Madame la présidente, monsieur le ministre, mes chers collègues, la réforme du système monétaire en discussion au Parlement français concerne en premier lieu, vous en conviendrez, les pays de l’UMOA et leurs 130 millions d’habitants.
Une personne a très vite été au courant de cette réforme : c’est Alassane Ouattara, mis en place en avril 2011 dans des conditions peu glorieuses – je ne sais si c’est ce à quoi faisait allusion Jérôme Bascher – avec le concours militaire français et qui vient d’imposer à son peuple un troisième mandat, que nous considérons comme inconstitutionnel, au moyen d’une mascarade électorale et d’une implacable répression de ses opposants. On compte tout de même plus de quatre-vingt-six morts !
Pour revenir au texte qui nous intéresse aujourd’hui, force est de constater que, comme lors des négociations concernant le franc CFA au moment du passage à l’euro, les pays africains n’ont à aucun moment été véritablement associés – excusez-moi de le dire, monsieur le ministre. En outre, il n’existe aucune trace de consultation parlementaire, ni même populaire. Puisque vous parlez d’États souverains, monsieur le rapporteur, donnez-nous des garanties à cet égard, au moins pour une partie de ces pays : il n’y en a pas ! Or il n’y a pas de souveraineté sans Parlement ni peuple.
Nous considérons que cette situation est inadmissible. C’est ce qui justifie le dépôt de cette motion tendant à opposer la question préalable, que notre groupe vous propose d’adopter.
Quoi que l’on pense de cette réforme, la parole doit d’abord être donnée aux parlements et aux peuples africains. En la matière, ils doivent être décideurs et pas seulement « accompagnateurs », pour reprendre le terme que vous avez utilisé, monsieur le ministre. Alors que la zone sterling a pris fin à partir de 1967, il est temps que les pays africains de la zone franc puissent accéder à leur pleine souveraineté monétaire et fiscale. Cela relève du droit des peuples à disposer d’eux-mêmes.
Au-delà de cette question démocratique, il y a urgence dans cette zone à changer de paradigme en matière monétaire. En effet, le bilan de cet instrument monétaire colonial, puis néocolonial n’est pas brillant, même si le franc CFA n’est pas la seule cause de cette situation.
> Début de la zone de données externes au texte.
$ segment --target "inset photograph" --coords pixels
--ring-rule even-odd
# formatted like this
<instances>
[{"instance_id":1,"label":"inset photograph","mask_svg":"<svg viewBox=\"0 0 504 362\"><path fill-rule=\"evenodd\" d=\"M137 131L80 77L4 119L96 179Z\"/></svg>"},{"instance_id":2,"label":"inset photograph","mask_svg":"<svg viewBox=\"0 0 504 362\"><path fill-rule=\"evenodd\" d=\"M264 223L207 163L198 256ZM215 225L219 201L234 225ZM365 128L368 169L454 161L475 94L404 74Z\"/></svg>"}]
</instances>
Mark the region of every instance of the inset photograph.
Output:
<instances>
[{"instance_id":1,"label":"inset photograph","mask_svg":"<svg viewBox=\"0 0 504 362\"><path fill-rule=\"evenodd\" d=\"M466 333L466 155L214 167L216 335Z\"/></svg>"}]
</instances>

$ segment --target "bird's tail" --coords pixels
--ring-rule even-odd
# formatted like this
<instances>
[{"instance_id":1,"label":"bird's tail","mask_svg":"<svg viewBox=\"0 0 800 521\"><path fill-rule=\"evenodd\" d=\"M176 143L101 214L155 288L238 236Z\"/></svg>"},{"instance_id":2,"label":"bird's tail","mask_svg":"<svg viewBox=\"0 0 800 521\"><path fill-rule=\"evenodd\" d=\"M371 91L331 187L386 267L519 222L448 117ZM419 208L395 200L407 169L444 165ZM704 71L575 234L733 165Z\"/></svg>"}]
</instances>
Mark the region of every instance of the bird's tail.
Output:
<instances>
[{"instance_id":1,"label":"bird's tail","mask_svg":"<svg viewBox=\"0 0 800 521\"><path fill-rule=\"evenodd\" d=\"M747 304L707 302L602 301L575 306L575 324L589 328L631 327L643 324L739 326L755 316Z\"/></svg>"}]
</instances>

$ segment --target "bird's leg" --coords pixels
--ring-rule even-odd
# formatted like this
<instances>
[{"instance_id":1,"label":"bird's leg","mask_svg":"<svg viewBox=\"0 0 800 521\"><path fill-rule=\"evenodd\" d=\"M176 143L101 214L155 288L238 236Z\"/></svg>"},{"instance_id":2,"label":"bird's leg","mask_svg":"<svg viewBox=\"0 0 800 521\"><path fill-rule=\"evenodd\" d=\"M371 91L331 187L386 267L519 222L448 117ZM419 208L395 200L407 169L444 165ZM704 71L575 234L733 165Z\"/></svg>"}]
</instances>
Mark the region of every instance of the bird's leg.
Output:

Avec le texte que nous étudions aujourd’hui, le cordon ombilical qui relie le franc CFA à la zone euro va perdurer du fait de l’arrimage à l’euro, de la liberté des transactions et de la convertibilité illimitée entre les deux monnaies. Ce triple lien permettra à toute multinationale qui fait du commerce dans la zone monétaire du franc CFA de voir ses investissements sécurisés sur le long terme, de convertir en euros ses profits réalisés en francs CFA, puis de rapatrier ensuite ses capitaux vers la zone euro.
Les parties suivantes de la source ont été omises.